In the corridor of the Transplantology wing, BNN met a girl who agreed for a short conversation. Samanta, age 19, was happy, because it was the day when she was released from the hospital.

Samata told BNN that ever since childhood she has lived in two places – an orphanage and Children’s Hospital. Health problems for her started at an early age. It turned out that kidney problems were inherited from her parents. Everything started with angina, quickly followed up by often illnesses and life in one hospital or another. When Samanta turned 18, she had undergone a dialysis – artificial blood-cleaning process.

«Every day for a year I went to the hospital for procedures – conversations with the doctor and signing documents, because after three months it was necessary to get in queue for kidney transplantation.

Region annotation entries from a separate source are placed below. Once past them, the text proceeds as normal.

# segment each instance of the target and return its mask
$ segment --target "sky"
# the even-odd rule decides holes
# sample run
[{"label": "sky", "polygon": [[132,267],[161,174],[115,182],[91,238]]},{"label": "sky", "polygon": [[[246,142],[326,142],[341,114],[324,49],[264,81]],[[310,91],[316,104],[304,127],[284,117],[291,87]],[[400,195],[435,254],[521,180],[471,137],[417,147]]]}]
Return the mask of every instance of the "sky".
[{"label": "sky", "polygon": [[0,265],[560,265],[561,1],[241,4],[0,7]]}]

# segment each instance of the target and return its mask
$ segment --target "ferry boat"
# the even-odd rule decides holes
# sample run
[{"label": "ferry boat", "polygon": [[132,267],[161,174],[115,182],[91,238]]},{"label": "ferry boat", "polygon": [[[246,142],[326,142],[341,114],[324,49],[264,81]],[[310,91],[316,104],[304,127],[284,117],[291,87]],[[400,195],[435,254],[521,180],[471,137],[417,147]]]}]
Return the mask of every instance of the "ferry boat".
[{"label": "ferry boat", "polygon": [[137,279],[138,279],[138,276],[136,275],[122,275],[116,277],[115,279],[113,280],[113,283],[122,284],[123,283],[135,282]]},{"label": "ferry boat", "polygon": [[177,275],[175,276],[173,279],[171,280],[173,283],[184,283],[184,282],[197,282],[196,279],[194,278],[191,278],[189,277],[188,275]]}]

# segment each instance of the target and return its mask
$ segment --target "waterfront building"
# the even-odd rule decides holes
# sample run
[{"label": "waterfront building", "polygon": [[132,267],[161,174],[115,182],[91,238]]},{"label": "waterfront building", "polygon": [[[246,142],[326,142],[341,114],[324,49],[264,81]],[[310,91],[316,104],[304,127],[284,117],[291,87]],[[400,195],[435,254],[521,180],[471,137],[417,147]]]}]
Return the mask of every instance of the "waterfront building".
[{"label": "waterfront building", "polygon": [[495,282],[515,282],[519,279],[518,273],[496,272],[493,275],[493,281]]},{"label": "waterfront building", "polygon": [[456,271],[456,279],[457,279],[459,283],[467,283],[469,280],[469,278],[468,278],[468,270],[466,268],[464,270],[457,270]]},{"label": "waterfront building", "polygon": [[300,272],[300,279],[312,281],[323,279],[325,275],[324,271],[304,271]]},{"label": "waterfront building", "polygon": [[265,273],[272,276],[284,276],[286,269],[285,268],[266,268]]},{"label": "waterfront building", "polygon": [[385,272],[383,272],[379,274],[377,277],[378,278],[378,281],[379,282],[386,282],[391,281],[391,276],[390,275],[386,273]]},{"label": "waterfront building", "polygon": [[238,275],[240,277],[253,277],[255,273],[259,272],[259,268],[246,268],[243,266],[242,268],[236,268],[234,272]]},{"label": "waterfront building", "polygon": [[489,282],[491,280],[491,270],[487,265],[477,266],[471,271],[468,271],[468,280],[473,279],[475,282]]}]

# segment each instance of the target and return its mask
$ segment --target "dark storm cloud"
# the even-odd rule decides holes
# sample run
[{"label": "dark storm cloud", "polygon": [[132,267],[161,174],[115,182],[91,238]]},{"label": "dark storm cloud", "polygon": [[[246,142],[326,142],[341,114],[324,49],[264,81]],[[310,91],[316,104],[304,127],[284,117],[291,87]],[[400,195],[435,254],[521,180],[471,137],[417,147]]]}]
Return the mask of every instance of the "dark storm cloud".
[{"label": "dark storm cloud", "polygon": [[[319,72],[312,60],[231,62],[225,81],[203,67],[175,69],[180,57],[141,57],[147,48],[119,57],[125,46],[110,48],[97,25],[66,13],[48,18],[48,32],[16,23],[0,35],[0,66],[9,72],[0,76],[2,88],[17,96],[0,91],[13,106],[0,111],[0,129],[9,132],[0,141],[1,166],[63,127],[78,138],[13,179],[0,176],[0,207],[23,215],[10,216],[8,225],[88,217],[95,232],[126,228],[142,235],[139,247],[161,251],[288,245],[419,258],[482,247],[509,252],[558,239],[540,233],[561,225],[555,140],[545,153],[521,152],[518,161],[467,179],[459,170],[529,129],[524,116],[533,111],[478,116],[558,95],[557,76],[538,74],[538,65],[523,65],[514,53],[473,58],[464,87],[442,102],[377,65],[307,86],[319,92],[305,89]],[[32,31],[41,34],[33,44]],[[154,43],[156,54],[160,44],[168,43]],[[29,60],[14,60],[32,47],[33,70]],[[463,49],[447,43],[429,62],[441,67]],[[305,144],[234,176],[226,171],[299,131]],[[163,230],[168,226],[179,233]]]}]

During one conversation, the doctor surprised me by saying that I could get a new kidney that day. This is how I remained in the hospital. I was ready for getting a kidney much later, at least three years later, but a miracle happened, and I had to wait only three months,» Samanta said.

Samanta said she feels very well now: «There was a person who saved my life. I feel better than ever. I have never been as healthy as I am now. I recovered very quickly. It does hurt a bit, but I can move and walk. I make 47 steps from my ward to the end of the corridor and back every day.»

Samata’s donor was some young man who died. Samanta does not know anything else about him because doctors are not allowed to disclose that information.

Samata said that it would be good to expand the existing law, by including a point for all people to automatically become organ donors upon death, so that it would be possible to save others.